I will introduce a new !scam command for that 👍
Ah okay, but it seems that's kind of a threat that downvote. Then we should or I should not report it next time especially if I'm not sure that it's really phishing. I have no evidence or proof that it's a phishing site. I just thought to try since it dm me on discord. If this is the case I regret now sharing that fishy link. If it's not, don't downvote it for a bigger amount. Just see it tomorrow but I'm telling you I have no proof.
Please see my updated reply above.
If you’re quite sure it’s phishing report it as phishing, if you suspect it’s a scam Google like I did “is {website} a scam” and if it is you’ll be able to report it with the !scam command. For the latter I plan on giving 0.02 upvotes.
Me parece estupendo este trabajo, gracias por darnos algo útil para defendernos y ayudar...

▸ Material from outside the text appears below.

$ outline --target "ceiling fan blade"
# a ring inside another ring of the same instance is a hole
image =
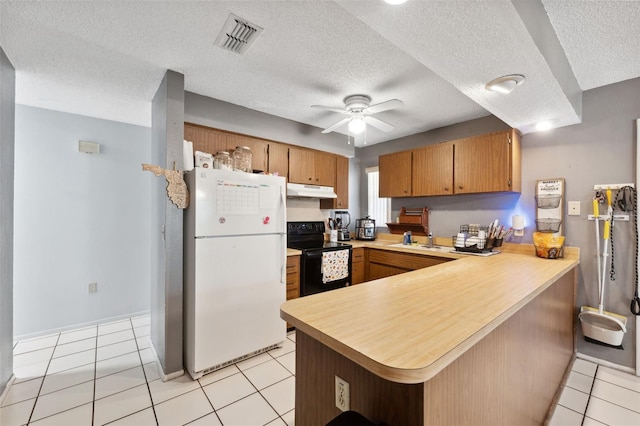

I just tried that on a real case, and what I don't like is that I have to actually post that link myself
Worked around by:
https://steemit.com
Yeh I thought about that but your comment has the !phishing command so it should be pretty clear to readers.
The problem with having kd automatically detect the link from the parent comment is that it could have multiple ones and cause issues.
@keys-defender !phishing https://love69date.top/
Thank you for your report, entry added to @keys-defender's database "PHISHING".